Canada

In defence of white male students

Derek Warwick’s posters mocked his university’s president

In defence of white male studentsIn an interview not long ago about the future of post-secondary education, University of Alberta president Indira Samarasekera found herself defending an unlikely category of students: white males. “I’m going to be an advocate for young white men, because I can be,” said Samarasekera, a metallurgical engineer originally from Sri Lanka. “No one is going to question me when I say we have a problem.”

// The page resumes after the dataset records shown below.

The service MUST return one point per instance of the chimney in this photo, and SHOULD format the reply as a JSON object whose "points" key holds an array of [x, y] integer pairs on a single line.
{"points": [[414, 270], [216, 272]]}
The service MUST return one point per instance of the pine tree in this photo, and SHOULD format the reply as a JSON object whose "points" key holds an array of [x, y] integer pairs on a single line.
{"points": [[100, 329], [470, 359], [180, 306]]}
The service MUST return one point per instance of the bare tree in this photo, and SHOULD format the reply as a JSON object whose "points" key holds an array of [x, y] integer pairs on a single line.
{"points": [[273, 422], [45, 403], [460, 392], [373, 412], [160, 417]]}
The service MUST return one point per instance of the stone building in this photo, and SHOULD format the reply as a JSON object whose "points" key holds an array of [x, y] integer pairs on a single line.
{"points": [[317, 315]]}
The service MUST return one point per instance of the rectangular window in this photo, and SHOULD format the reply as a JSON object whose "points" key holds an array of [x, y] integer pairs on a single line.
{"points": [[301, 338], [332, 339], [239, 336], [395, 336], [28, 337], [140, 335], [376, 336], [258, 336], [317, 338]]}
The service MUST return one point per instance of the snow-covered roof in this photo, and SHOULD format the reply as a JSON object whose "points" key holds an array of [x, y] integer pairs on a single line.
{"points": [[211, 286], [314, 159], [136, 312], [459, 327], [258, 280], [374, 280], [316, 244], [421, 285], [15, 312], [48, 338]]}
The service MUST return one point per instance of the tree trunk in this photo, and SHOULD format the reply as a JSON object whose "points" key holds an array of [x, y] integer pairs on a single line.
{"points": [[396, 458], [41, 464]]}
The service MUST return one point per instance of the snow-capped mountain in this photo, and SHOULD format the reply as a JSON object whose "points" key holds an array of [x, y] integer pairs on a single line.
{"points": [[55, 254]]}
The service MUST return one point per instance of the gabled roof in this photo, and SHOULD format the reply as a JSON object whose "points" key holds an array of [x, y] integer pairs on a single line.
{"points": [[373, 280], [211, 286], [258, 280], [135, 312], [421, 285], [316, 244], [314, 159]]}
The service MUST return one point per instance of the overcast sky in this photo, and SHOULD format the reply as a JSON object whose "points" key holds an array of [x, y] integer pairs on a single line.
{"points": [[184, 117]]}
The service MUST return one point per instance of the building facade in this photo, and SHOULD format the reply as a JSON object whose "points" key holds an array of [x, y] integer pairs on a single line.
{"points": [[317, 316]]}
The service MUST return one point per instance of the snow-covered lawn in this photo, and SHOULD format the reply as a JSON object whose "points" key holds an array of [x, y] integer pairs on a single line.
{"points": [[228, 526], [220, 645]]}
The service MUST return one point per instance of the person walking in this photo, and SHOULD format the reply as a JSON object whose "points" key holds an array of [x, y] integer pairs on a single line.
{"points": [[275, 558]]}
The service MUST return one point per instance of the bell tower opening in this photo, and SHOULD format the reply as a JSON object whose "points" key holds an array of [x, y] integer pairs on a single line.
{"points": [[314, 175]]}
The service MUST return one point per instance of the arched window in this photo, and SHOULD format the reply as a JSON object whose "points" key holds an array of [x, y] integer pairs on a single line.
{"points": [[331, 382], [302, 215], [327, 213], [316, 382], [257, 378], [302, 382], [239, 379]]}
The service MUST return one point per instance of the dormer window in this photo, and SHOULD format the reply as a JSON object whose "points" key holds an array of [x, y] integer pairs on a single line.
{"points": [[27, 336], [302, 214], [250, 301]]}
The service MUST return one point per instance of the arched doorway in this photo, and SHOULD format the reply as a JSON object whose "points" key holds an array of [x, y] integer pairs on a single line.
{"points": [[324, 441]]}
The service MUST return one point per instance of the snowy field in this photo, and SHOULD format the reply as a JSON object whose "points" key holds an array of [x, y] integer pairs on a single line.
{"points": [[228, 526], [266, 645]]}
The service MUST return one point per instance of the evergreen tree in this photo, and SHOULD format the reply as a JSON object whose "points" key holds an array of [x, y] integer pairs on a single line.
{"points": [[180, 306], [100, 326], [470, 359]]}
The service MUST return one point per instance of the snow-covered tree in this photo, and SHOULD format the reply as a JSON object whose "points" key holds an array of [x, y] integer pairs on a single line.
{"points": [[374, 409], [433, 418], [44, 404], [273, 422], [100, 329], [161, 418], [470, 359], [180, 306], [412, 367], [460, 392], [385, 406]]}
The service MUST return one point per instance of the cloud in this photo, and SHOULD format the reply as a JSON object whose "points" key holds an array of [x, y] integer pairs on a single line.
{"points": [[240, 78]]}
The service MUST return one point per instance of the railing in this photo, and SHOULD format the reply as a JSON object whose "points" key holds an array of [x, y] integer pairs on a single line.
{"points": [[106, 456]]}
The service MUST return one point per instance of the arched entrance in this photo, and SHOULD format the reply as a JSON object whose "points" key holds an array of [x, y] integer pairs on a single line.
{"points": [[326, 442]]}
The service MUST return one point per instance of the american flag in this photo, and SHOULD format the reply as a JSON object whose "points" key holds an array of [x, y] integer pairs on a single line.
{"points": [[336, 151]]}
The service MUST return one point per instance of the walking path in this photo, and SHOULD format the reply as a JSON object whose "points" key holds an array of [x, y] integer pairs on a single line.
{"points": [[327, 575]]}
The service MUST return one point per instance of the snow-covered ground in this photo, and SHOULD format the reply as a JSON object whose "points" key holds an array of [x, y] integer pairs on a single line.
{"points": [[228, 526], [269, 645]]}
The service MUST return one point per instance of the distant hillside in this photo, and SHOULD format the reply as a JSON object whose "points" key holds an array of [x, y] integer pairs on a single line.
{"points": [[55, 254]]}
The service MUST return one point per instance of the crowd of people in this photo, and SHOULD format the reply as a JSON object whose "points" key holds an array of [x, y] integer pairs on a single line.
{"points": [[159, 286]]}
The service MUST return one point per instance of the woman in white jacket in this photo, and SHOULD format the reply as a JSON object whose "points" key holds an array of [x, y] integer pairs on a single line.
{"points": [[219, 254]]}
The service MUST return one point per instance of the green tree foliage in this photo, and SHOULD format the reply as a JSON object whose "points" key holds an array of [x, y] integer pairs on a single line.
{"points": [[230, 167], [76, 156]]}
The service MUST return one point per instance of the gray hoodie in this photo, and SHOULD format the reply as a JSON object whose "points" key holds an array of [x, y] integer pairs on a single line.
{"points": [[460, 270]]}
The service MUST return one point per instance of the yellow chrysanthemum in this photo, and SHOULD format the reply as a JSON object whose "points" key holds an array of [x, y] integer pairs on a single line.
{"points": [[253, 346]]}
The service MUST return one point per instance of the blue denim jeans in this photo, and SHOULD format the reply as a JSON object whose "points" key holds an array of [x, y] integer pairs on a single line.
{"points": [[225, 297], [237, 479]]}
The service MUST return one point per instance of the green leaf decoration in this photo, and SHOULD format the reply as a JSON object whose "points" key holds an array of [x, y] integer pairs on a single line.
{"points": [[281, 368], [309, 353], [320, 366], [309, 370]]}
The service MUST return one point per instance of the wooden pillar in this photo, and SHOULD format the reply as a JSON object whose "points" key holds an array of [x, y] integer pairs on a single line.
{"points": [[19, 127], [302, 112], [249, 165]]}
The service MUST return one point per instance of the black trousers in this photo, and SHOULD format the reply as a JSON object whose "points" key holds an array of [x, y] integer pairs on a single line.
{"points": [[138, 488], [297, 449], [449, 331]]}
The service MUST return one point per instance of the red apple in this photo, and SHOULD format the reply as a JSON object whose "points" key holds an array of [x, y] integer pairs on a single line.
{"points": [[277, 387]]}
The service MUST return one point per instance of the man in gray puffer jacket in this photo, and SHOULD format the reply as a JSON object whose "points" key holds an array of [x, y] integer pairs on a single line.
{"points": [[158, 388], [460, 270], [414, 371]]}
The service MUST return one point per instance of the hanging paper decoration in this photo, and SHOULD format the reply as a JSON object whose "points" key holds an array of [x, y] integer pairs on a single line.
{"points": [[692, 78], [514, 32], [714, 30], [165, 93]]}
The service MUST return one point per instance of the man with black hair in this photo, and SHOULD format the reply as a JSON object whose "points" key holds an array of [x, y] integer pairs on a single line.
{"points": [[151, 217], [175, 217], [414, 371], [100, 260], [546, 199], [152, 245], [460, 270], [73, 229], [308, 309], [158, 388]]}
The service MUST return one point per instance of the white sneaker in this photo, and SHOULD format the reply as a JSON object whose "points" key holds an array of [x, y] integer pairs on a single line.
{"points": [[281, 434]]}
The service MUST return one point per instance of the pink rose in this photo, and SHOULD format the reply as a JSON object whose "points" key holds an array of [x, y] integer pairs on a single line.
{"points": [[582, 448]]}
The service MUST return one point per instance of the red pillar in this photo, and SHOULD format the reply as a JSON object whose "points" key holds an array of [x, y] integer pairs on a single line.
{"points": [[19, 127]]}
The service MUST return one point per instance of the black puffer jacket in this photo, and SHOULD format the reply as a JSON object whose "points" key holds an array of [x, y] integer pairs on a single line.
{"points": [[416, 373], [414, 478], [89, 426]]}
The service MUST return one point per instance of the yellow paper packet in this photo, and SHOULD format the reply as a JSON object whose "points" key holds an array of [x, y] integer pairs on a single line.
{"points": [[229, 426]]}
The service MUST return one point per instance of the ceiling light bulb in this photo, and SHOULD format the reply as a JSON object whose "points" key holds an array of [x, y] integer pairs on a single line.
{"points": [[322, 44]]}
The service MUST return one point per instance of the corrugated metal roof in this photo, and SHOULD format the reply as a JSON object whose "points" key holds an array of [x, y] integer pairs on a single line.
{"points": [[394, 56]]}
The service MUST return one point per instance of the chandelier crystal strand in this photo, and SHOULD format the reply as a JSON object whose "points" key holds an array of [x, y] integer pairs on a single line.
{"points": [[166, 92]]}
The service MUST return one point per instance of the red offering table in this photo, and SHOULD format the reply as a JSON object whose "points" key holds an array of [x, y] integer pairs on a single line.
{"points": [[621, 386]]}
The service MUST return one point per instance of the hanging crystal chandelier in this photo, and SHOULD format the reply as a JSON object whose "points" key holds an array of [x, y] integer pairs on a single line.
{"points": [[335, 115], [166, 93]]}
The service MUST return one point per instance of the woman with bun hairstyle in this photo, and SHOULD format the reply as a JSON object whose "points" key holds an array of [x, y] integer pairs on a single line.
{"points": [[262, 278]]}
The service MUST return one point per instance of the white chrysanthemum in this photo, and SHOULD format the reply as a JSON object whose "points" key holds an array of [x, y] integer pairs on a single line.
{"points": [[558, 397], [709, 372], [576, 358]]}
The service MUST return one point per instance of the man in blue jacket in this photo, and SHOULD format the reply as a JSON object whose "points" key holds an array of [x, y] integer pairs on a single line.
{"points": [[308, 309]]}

That “problem” is well known. Recent StatsCan numbers show the proportion of male vs. female university grads has dropped precipitously over the years: 58 per cent of grads aged 25 to 34 are now women. “The presidents of the major universities are very concerned we are not attracting young men in the numbers we should,” says Samarasekera, who worries about a loss of gender diversity in the future ranks of CEOs and judges. That was cause for concern when men outnumbered women, she argues—why not now? “We’ll wake up in 20 years and we will not have the benefit of enough male talent.”

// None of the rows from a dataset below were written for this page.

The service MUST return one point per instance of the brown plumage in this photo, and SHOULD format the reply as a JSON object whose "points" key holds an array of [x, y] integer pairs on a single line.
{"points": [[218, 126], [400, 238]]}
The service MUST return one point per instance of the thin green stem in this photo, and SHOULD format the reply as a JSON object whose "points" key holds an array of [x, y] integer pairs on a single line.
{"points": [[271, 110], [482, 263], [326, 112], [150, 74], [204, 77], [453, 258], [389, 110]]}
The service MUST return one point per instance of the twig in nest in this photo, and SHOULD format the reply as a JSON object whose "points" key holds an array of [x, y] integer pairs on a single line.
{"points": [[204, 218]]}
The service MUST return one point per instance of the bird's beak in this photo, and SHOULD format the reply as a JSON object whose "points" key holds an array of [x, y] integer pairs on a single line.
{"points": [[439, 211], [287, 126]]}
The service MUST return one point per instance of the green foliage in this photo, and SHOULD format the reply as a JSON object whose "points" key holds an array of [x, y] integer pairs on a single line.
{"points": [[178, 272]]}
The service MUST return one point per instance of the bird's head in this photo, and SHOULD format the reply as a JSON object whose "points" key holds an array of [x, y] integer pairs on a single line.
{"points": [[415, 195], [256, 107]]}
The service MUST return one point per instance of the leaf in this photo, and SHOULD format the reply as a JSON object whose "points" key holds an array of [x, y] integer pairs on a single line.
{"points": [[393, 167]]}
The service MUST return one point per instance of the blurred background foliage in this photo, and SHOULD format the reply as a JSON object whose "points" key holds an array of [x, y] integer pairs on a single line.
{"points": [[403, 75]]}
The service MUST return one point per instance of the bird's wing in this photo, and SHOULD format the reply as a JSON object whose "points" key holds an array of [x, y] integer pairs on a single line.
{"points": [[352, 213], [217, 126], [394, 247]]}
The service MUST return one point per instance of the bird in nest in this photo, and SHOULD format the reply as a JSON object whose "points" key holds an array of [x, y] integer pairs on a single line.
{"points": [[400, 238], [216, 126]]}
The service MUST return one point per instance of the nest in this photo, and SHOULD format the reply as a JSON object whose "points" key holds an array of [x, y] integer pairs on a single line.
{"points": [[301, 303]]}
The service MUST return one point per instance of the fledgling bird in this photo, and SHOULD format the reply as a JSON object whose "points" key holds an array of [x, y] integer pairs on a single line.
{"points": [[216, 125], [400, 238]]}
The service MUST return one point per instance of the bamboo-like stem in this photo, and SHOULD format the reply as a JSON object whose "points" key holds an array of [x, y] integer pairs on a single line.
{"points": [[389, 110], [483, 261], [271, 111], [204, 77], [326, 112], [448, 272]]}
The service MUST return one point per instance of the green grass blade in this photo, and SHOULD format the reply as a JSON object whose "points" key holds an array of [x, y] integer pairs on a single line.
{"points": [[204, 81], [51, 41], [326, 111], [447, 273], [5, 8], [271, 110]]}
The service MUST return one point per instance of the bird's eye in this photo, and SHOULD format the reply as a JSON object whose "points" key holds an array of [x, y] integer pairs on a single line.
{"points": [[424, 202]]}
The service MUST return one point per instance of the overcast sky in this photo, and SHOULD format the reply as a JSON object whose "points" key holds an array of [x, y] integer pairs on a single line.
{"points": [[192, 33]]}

The remarks didn’t sit well with some at the U of A. Derek Warwick, a women’s studies major, decided to respond—he and his friends plastered 300 posters mocking Samarasekera around campus. One, borrowing a motif from the 1958 flick Attack of the 50 Foot Woman, depicted a towering female student menacing the campus, with the tagline, “Women are attacking campus!”

Warwick was threatened with penalties ranging from probation to expulsion for distributing “malicious material.” “Either they didn’t like the message or they missed the satire,” he says. The U of A has since relented, and Warwick got a good deal of local attention—as well as a meeting with Samarasekera. The U of A president is standing by her comments. But she also called Warwick’s posters “clever.”